Unacceptable Rigidity

However in several EU member countries, opponents of Berlin's austerity policy are taking a starkly different position. In France, for example, the Chair of the ruling Parti Socialiste (PS), Jean-Christophe Cambadélis, declared that yesterday's "No" was not directed "against Europe," but rather "against the austerity, that has shriveled Greece's GDP and driven a large number of Greeks into poverty."[9] Greece must "remain in the Euro zone." Therefore, talks must be initiated immediately. Athens should "receive the time and the means" necessary for its economic revival. The Italian, Gianni Pittella, Chair of the Social Democratic Group of the European Parliament, demanded that negotiations with Athens be immediately renewed "in a new atmosphere of solidarity and cooperation." It is about "time that some of the member nations and cabinet ministers give up this unacceptable rigidity, selfishness and their domestic policy concerns."[10]

EU's Dominating Power

A renewed battle over Germany's austerity dictate is in the offing. Chancellor Merkel is traveling to Paris Monday to discuss the consequences of the Greek referendum with President François Hollande. The other EU member countries will hardly be able to elude the expected agreement between Merkel and Hollande at the EU special summit announced for Tuesday. In spite of the serious German defeat in yesterday's Greek referendum, the German Chancellor can go into negotiations conscious of the fact that Germany is dominating the EU, as never before.

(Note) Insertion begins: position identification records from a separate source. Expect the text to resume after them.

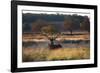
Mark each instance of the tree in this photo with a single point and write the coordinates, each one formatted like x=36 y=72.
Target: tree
x=85 y=25
x=68 y=24
x=38 y=24
x=50 y=32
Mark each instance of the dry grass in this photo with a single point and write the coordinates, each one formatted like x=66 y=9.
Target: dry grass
x=30 y=54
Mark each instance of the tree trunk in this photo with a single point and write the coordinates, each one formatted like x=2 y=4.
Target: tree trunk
x=71 y=32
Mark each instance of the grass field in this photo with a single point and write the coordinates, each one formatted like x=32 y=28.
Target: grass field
x=30 y=54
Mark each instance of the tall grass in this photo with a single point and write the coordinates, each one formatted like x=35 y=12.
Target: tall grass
x=30 y=54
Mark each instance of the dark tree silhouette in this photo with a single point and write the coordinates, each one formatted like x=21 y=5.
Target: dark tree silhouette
x=68 y=24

[1] See Die Folgen des Spardiktats, Impoverishment made in Germany, Todesursache: Euro-Krise and Die Bilanz des Spardiktats.
[2] EU-Kommission erhöht den Druck. 03.07.2015.
[3] See Europa auf deutsche Art (III).
[4] Hans Monath, Stephan Haselberger: "Signal eines Grexit wäre verheerend". 04.07.2015.
[5] See Zum Teufel gejagt.
[6] Ingrid Müller, Stephan Haselberger: Nein-Wähler liegen vorn - Samaras tritt zurück. 05.07.2015.
[7] "Nein" vorne: 60 Prozent der Griechen gegen Sparpläne der Geldgeber. 05.07.2015.
[8] Erste Reaktionen auf das Referendum. 05.07.2015.
[9] Référendum en Grèce: Réaction de Jean-Christophe Cambadélis. 05.07.2015.
[10] EU-Sozialisten wollen verhandeln, Gabriel wehrt ab. 05.07.2015.